No recuerdo un grado de protesta y de auténtica rebelión popular como el que su postura, señor presidente del Gobierno, está generando en todos los estratos y clases sociales españoles. Tampoco recuerdo mayor grado de cinismo en algunos líderes políticos, que utilizando toda la demagogia y la manipulación de los medios de comunicación que controlan confunden gravemente a los ciudadanos jugando con su seguridad y sometiéndolos a un «bombardeo» constante de mentiras y medias verdades que apenas les dejan respirar.

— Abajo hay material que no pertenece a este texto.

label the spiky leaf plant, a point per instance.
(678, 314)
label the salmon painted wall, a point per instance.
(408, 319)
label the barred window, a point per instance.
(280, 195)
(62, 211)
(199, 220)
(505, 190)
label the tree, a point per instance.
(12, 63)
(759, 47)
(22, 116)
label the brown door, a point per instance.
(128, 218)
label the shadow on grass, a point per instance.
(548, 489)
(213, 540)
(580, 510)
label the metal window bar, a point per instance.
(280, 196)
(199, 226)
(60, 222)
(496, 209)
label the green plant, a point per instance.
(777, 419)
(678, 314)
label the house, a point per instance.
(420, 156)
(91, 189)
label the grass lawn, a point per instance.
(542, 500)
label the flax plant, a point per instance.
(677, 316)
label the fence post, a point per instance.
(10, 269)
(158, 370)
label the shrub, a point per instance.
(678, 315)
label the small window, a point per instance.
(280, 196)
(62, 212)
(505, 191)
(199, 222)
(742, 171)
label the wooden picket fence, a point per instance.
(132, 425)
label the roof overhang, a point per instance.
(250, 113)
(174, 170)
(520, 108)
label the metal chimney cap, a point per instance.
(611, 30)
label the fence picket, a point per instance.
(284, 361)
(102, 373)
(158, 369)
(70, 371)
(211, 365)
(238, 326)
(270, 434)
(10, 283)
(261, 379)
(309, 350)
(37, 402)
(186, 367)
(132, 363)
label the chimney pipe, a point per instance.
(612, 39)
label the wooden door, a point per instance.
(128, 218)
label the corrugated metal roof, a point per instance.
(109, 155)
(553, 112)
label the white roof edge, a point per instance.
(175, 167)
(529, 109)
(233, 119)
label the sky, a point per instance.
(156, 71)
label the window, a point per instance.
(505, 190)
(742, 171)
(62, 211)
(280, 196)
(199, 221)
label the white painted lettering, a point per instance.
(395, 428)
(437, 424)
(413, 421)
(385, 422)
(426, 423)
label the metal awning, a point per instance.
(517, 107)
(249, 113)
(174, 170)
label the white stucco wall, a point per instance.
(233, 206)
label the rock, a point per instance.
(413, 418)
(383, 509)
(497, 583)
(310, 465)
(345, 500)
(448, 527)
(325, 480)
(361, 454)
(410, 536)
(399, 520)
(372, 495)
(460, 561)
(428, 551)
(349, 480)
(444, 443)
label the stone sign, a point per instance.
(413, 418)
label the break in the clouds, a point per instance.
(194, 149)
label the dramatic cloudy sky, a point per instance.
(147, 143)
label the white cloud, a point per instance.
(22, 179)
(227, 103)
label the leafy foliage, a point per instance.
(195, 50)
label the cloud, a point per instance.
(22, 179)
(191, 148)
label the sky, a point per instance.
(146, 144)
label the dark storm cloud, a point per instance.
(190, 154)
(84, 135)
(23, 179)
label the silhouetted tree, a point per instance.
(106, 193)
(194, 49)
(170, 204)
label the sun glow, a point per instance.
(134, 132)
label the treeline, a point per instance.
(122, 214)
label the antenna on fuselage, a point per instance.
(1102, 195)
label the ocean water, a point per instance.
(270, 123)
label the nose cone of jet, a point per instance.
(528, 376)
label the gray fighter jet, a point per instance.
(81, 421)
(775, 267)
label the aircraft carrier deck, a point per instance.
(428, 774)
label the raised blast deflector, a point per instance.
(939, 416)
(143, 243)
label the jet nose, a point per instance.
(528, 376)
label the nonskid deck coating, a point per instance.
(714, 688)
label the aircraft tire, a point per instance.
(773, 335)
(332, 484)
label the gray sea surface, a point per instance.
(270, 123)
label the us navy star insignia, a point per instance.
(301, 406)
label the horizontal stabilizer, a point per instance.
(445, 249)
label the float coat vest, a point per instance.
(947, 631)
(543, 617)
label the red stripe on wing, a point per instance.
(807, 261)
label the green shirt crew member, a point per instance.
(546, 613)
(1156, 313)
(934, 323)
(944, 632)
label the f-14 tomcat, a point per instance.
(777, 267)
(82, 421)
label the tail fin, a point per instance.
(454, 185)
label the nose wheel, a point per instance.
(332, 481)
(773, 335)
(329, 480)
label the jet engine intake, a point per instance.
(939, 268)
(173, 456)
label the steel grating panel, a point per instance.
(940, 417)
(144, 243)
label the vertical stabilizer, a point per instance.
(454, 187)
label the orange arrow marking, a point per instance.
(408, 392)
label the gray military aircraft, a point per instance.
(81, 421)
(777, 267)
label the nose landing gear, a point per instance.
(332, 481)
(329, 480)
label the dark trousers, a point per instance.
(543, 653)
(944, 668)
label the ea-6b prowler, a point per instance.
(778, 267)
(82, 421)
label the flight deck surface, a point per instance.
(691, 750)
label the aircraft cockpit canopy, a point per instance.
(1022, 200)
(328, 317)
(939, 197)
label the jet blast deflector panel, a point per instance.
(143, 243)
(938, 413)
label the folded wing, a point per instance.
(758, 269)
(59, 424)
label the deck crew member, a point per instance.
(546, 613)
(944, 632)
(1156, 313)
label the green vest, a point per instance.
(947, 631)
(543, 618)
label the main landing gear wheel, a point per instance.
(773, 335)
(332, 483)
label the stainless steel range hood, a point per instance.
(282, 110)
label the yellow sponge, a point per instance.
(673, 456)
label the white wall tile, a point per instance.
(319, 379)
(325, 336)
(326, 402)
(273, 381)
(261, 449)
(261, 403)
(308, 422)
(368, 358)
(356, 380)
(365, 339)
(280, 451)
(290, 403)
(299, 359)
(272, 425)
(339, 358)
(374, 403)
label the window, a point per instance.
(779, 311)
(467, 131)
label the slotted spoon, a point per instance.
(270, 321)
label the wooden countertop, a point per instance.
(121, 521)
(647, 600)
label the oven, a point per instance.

Como no aspiro a ningún puesto, ni a ningún nombramiento, y ni tan siquiera me preocupa perder el que ahora tengo, disfruto de la libertad suficiente para escribir y decir «Basta ya»; perdónenme los abnegados luchadores de esta plataforma por hacer mía esta expresión que tan valientemente defienden con su actuación insumisa, pacífica y beligerante frente al terror, pero también aquí se trata de luchar contra la violencia dialéctica institucional impuesta por unos gobiernos mutantes de la realidad que, día a día, menosprecian a aquellos que les hemos dado legitimidad democrática en las urnas con nuestros votos, positivos o negativos, obligándonos a la aceptación de una realidad inexistente y a un estado de cosas, creado a propósito por alguno de ellos, para justificar ahora la pesadilla que sufrimos la mayoría en todos los países de la Tierra.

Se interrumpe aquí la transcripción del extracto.